Gran Canaria and the rest of the Canary Islands were once part of the Roman Empire, but after the fall of that empire, they were mostly forgotten about and the native people who remained on the islands went about living the island life until the 14th century when Spanish explorers rediscovered the archipelago. The native people of Gran Canaria were known as Gaunches or Canarios and they resisted the sudden incoming flux of the Spanish, but by 1483 the conquest was complete and the Canary Islands became part of Spain. Many Gaunches were killed or forced into slavery.
In the 19th century, a call for independence or a different political setup for the Canary Islands began. In 1927, the archipelago was divided into two separate provinces: Tenerife and Las Palmas (Gran Canaria is part of Las Palmas) and in 1982, the Autonomous Government Statutes were passed, which let the Canary Islands operate its regional government with little input from Spain, though the islands are still not completely independent of Spain.
The culture of Gran Canaria is vibrant and colorful – literally if you happen to be there during a festival. The Canary Islands are known for their grand festivals, and on Gran Canaria, these festivals take place in the form of carnivals or fiestas. The streets are filled with locals dressed in colorful costume who dance through the streets and perform traditional songs that are sometimes humorous and sometimes make a political point. During fiestas there will also be markets set up with stalls selling local crafts and delicious street food.
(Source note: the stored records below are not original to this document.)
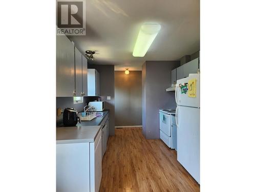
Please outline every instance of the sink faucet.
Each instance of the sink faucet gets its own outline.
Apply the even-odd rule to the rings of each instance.
[[[84,106],[83,107],[83,112],[86,112],[86,108],[87,108],[88,106],[88,105],[86,105],[86,106]]]

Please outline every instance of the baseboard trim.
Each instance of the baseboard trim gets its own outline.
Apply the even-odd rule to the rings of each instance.
[[[121,127],[142,127],[142,125],[133,125],[133,126],[115,126],[115,128]]]

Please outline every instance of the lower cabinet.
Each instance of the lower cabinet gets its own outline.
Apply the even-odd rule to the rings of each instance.
[[[98,191],[102,176],[101,134],[93,143],[56,144],[56,191]]]
[[[102,127],[102,132],[101,132],[101,138],[102,138],[102,159],[103,159],[103,157],[105,154],[105,152],[106,150],[106,143],[108,142],[108,138],[107,138],[107,132],[106,132],[106,125],[105,124],[104,126]]]
[[[94,154],[90,154],[90,191],[98,191],[100,186],[102,176],[101,159],[101,135],[100,132],[94,143],[90,143],[90,152]]]

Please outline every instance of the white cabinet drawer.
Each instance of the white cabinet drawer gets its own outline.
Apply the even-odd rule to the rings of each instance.
[[[170,137],[168,137],[167,135],[164,134],[160,130],[160,139],[165,143],[167,146],[170,147]]]
[[[170,116],[162,112],[159,112],[160,129],[168,136],[170,136]]]

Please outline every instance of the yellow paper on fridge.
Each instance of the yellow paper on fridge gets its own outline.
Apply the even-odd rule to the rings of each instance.
[[[192,79],[188,81],[188,94],[189,97],[197,97],[197,79]]]

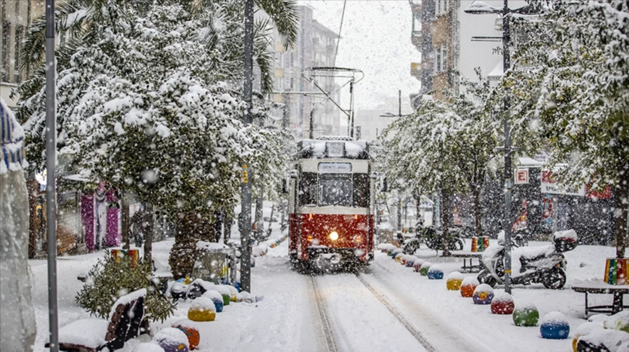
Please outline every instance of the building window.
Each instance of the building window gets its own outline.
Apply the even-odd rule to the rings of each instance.
[[[435,14],[437,16],[448,13],[448,0],[437,0]]]
[[[22,45],[22,33],[24,33],[24,26],[15,26],[15,51],[13,56],[13,82],[19,83],[21,81],[19,74],[19,49]]]
[[[2,74],[3,82],[9,81],[9,48],[11,44],[11,23],[3,21],[2,25]]]
[[[421,31],[421,14],[418,12],[413,14],[413,31]]]
[[[439,72],[443,72],[448,69],[448,45],[442,44],[436,50],[435,59],[435,71]]]

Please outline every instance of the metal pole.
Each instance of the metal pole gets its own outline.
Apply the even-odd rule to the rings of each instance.
[[[46,239],[50,351],[59,350],[57,306],[57,121],[55,89],[55,0],[46,0]]]
[[[308,138],[314,139],[314,105],[310,108],[310,127],[308,128]]]
[[[245,85],[243,98],[247,103],[243,122],[251,125],[252,104],[251,93],[253,81],[253,0],[245,2]],[[248,166],[242,166],[242,198],[240,210],[240,287],[251,292],[251,185],[248,177]]]
[[[353,137],[353,79],[350,82],[350,137]]]
[[[509,5],[508,0],[504,0],[503,7],[503,74],[506,74],[509,69]],[[511,293],[511,135],[509,126],[508,95],[504,97],[504,292]]]

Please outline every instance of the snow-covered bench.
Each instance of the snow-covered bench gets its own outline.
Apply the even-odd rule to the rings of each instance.
[[[109,320],[79,319],[59,329],[59,349],[93,352],[122,348],[140,333],[146,295],[146,289],[142,288],[120,297],[111,307]]]

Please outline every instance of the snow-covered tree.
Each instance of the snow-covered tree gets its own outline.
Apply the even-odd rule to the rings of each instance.
[[[522,23],[535,34],[516,45],[503,79],[516,126],[567,163],[558,181],[615,193],[616,255],[625,256],[629,196],[629,4],[556,0]],[[529,31],[531,33],[531,31]],[[526,132],[525,132],[526,134]]]

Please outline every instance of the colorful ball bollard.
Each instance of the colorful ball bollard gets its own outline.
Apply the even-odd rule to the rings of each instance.
[[[421,266],[420,268],[420,275],[422,276],[426,276],[428,275],[428,270],[430,269],[430,266],[432,263],[429,261],[425,261]]]
[[[535,326],[540,320],[540,312],[534,304],[527,304],[516,307],[513,317],[516,326]]]
[[[443,278],[443,270],[436,264],[431,265],[426,276],[430,280],[442,280]]]
[[[463,274],[459,271],[452,271],[445,280],[445,288],[450,291],[458,291],[463,283]]]
[[[567,339],[570,334],[570,324],[564,314],[559,312],[551,312],[542,318],[540,333],[545,339]]]
[[[188,319],[192,321],[214,321],[216,317],[214,302],[208,297],[195,298],[188,309]]]
[[[406,268],[413,268],[413,266],[415,264],[415,260],[417,257],[415,256],[408,256],[406,258]]]
[[[420,261],[416,261],[413,264],[413,271],[416,273],[419,273],[420,270],[421,269],[421,264],[423,264],[423,262]]]
[[[474,290],[479,285],[478,279],[474,276],[468,276],[461,282],[461,295],[464,297],[471,297],[474,295]]]
[[[179,321],[171,326],[172,327],[179,329],[188,338],[188,344],[190,349],[196,349],[201,341],[201,336],[199,335],[199,331],[193,326],[192,322],[188,319]]]
[[[223,303],[223,295],[221,295],[218,291],[208,290],[203,293],[203,297],[212,300],[212,302],[214,302],[214,307],[216,309],[217,313],[223,312],[223,307],[225,305]]]
[[[472,294],[474,304],[491,304],[494,299],[494,289],[486,283],[481,283],[476,287]]]
[[[162,329],[155,334],[153,340],[157,343],[157,344],[164,349],[164,352],[189,352],[189,351],[188,337],[179,329],[174,327]]]
[[[491,300],[491,312],[494,314],[512,314],[515,305],[513,304],[513,297],[504,291],[494,293],[494,299]]]

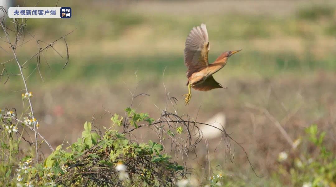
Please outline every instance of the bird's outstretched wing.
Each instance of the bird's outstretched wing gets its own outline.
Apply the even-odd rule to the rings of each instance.
[[[205,25],[194,27],[188,35],[184,49],[184,64],[188,68],[187,77],[209,65],[210,46]]]
[[[200,91],[208,91],[212,89],[221,88],[223,88],[220,84],[215,80],[212,75],[207,78],[204,82],[194,86],[192,88]]]

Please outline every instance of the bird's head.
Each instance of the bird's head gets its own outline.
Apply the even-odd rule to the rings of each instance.
[[[235,53],[239,52],[242,50],[242,49],[239,49],[239,50],[236,50],[235,51],[225,51],[222,53],[222,54],[220,55],[220,56],[219,56],[217,58],[216,61],[220,60],[221,61],[222,61],[226,62],[226,61],[231,55]]]

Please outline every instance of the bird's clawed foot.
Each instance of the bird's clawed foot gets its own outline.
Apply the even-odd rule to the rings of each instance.
[[[185,105],[186,105],[189,103],[189,101],[190,101],[190,99],[191,99],[191,93],[185,94],[183,95],[183,96],[186,96],[185,97],[185,98],[184,99]]]

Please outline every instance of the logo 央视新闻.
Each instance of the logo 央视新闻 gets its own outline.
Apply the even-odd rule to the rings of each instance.
[[[61,18],[71,17],[71,8],[70,7],[61,7]]]

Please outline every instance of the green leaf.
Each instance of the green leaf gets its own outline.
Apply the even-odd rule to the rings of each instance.
[[[57,154],[58,154],[59,151],[62,148],[62,144],[56,147],[56,149],[51,154],[50,154],[47,158],[44,160],[44,162],[43,164],[45,166],[47,167],[52,167],[55,162],[55,160],[53,158]]]
[[[183,128],[182,126],[176,128],[176,132],[181,134],[183,132]]]
[[[95,145],[98,143],[98,140],[100,138],[100,137],[96,133],[91,133],[91,138],[93,143]]]

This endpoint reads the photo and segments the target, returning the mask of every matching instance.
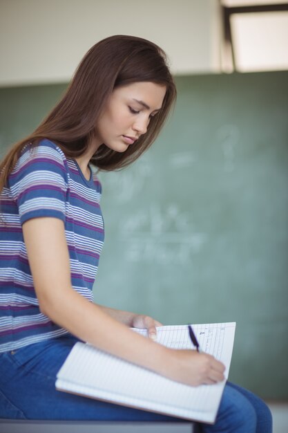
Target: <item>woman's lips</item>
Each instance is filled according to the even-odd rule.
[[[133,145],[136,141],[136,137],[129,137],[128,136],[122,136],[123,138],[128,145]]]

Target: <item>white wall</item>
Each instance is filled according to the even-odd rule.
[[[0,86],[66,82],[117,34],[158,44],[174,73],[217,72],[220,33],[218,0],[0,0]]]

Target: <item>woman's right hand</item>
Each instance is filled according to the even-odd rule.
[[[225,367],[215,358],[195,350],[167,349],[166,362],[161,374],[176,382],[191,386],[211,385],[224,378]]]

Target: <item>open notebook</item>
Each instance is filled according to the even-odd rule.
[[[192,326],[202,350],[226,366],[227,379],[236,323]],[[194,349],[186,325],[160,326],[157,332],[162,344]],[[224,385],[182,385],[82,342],[74,346],[56,380],[60,391],[206,423],[215,421]]]

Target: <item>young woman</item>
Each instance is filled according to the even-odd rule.
[[[157,344],[146,315],[93,303],[104,241],[102,192],[91,166],[128,165],[151,145],[175,100],[164,53],[114,36],[88,52],[61,100],[1,166],[0,417],[171,421],[169,416],[59,392],[56,374],[77,340],[195,386],[224,366]],[[150,338],[129,327],[146,328]],[[232,385],[204,432],[271,432],[268,408]]]

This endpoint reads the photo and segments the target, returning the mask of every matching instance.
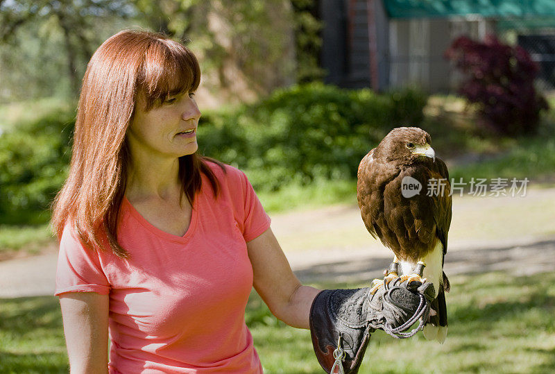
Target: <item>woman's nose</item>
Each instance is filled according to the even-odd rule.
[[[200,118],[200,111],[192,98],[189,97],[185,100],[182,117],[185,121]]]

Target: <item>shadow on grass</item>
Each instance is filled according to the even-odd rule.
[[[0,373],[67,373],[58,298],[0,299]]]

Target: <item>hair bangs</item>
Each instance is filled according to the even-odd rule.
[[[168,96],[195,91],[200,68],[187,47],[167,39],[156,40],[147,49],[137,86],[148,110]]]

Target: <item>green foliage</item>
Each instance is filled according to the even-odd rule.
[[[361,158],[391,128],[418,124],[425,103],[413,91],[382,95],[296,86],[206,114],[199,144],[204,154],[245,170],[257,191],[296,186],[287,193],[294,195],[315,180],[352,180]],[[0,137],[0,223],[48,220],[46,211],[66,176],[74,116],[62,106],[6,126]]]
[[[246,171],[257,191],[355,177],[362,157],[394,127],[418,125],[413,90],[378,94],[311,83],[201,119],[203,153]]]
[[[73,112],[53,111],[0,137],[0,223],[47,221],[66,176]]]

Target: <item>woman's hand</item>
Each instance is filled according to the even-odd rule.
[[[320,290],[300,284],[271,229],[247,243],[247,248],[255,289],[272,314],[291,326],[309,328],[310,307]]]
[[[60,296],[70,372],[108,373],[108,295],[71,292]]]

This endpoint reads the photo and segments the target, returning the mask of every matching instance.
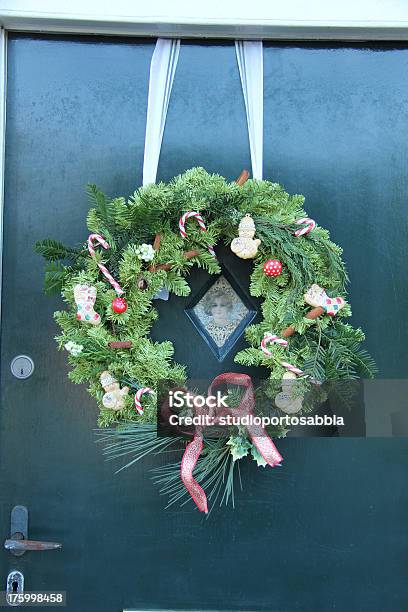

Fiestas are family-friendly with games set up for children to keep them entertained, while adults can enjoy a drink and watch the fun.
Another cultural event that takes place on Gran Canaria each year are the religious pilgrimages, during which locals and visitors who have come for the pilgrimage dress in traditional clothing and walk through the town while singing and playing musical instruments in order to honor a saint.